Our modern addiction epidemic needs modern solutions. Shatterproof’s research-backed National Principles of Care include provisions like routine screenings across medical settings, personalized and individualized care, and ongoing disease management. To provide care that aligns with these principles, our health systems need some key updates.
Incentives for behavioral health providers
A new federal bill, the Improving Access to Behavioral Health Information Technology Act (H.R. 3331 in the House and S. 1732 in the Senate), would provide long-overdue incentive payments to behavioral health providers for adopting certified electronic health record (EHR) technology, via a Center for Medicare and Medicaid Innovation demonstration project. EHRs make patient information available instantly and securely. Using EHRs greatly improves the overall quality and coordination of care, which is urgently needed in the field of addiction treatment.
This kind of incentive is already offered to other types of medical providers, thanks to the 2009 HITECH Act. But behavioral health providers were left out of that legislation. It’s time to stop discriminating against those who need care for behavioral or substance use disorders. It’s only right and morally just that behavioral health providers receive the same funding as other types of medical providers, ensuring care coordination and improving outcomes for patients.
Shatterproof supports the Improving Access to Behavioral Health Information Technology Act, with the hope that this pilot program will ultimately prove the value of and need for incentivizing EHRs for behavioral health providers on a broader scale in the near future.
Best practices for post-overdose care
When someone has a heart attack, they’re rushed to the ER. After emergency interventions are taken, that person is then given careful guidance for future care. They will be discharged from the ER with a thorough action plan and scheduled follow-up appointments.

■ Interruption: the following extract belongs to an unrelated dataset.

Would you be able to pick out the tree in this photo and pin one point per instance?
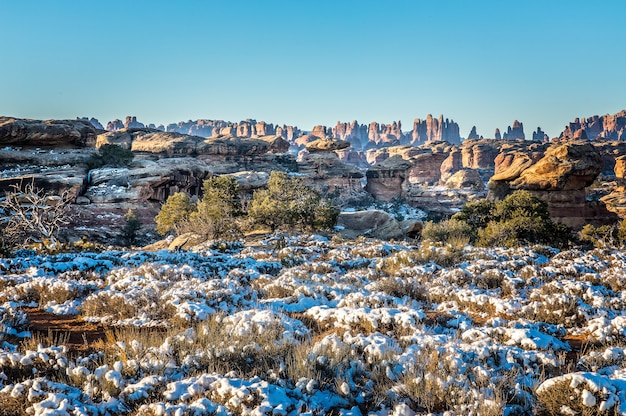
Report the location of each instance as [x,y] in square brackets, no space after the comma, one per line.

Sadly, that’s not the case with drug overdoses. Too often, people revived from overdoses do quick stints in the ER, only to be sent back out to their lives with no further medical appointments or treatment guidance. It’s a tragic missed opportunity to get someone with addiction into effective, science-based care—before their next overdose is a fatal one.
Shatterproof believes coordinated, personalized care is essential to saving lives and turning the tide of the opioid epidemic. That care should begin in our nation’s emergency rooms. We need federal legislation to develop protocol for post-overdose discharge.

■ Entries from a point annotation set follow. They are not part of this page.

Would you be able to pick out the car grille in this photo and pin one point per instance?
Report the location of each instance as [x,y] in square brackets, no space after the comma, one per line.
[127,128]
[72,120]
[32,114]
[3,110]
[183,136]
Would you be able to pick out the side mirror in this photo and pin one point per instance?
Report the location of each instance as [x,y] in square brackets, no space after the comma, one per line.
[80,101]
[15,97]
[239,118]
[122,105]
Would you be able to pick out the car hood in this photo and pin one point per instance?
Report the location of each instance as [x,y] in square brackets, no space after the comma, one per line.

Early CDC data shows a 30% increase in opioid overdoses between June 2016 and September 2017. With overdoses on the rise all across our country, improving post-overdose care is crucial to saving lives.
H.R. 5176, the Preventing Overdoses While in Emergency Rooms (POWER) Act, would develop a set of much-needed best practices for hospitals to implement when discharging patients post-overdose, including important steps like connecting the patient with a peer-support specialist, providing naloxone upon discharge, and referring the patient to treatment. These steps could make the difference between life and death for a patient at risk of another overdose, and Shatterproof strongly supports this effort to improve hospital best practices.
Increased workforce capacity
Got diabetes, or hypertension? You could walk into a doctor’s office tomorrow and leave with a prescription and a treatment plan. But if you suffer from addiction, finding a doctor is a whole different story. That’s because there are few medical professionals working in the addiction field, and the practitioners who do treat substance use disorders face unfair regulations which limit their ability to prescribe medication that can assist an individual in recovery.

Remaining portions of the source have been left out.